Why was it so hard, she wondered as she forced herself out of the car, standing a little unsteadily. It’s just Aunty Mak, for goodness sake. Still chastising herself, she walked up the familiar path, through the wrought iron gate and past the pink and blue hydrangeas. They must be at least 30 years old and still bloomed magnificently. The magnolia off to the left had a new companion – a morton bay fig that looked like it was close to bearing its first season. Hannah loved figs and thought this would be a good starting point to get the conversation going. After all, where do you begin after 10 years?
As she raised her trembling hand to the ornate cherry wood door she pushed the panic down. This is ridiculous, she thought and wiping the sweat onto her jumper, she raised her hand again and knocked. Before she had the chance to reconsider, she was standing face to face with a stranger.
Hudson Brown was a distinguished gentleman and this was evident from head to toe. His crisp cream shirt and dark blue trousers were complemented by a navy blue bow tie that looked to be covered in little cream sheep. His matching braces and grandpa style slippers completed the look and he stood tall and straight like a man who had served in the forces at some time.

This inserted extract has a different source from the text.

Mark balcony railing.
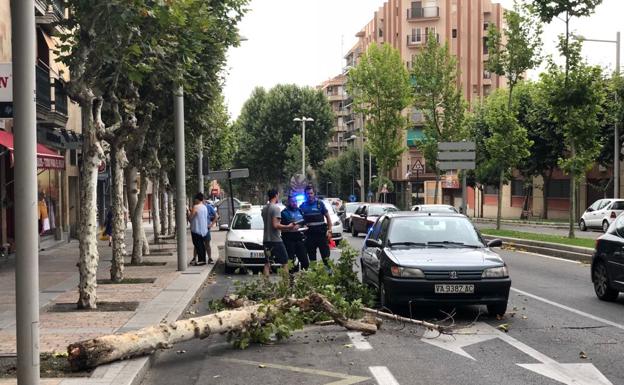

Hannah was so absorbed in this visual experience that she nearly forgot to introduce herself.
‘Hello’, said Hudson.
‘Oh, hello, um, I, ah, my name is Hannah Barnett. I am Mackenzie Cooper’s niece?’, she stumbled, realising the cold breeze was tickling her neck, causing her to shiver. They may have been in Sydney but North Bondi in July could be freezing.
‘Ah, yes, of course, Hannah, lovely to meet you. Please come inside out of the cold. Would you like a cup of tea? I’ll go and fetch Mak’. With that, Mr Brown widened the door and ushered her into the lounge room. Hannah just mumbled a yes, thank you’ , and he walked off to find Mak.
It had been so long, but the room still had the same effect on Hannah. Overwhelming and calming – two feelings that would normally collide and yet, creating a synergy that resonated with her stylistic choices. She remained standing while reacquainting herself with childhood memories and compensating for adult observation skills.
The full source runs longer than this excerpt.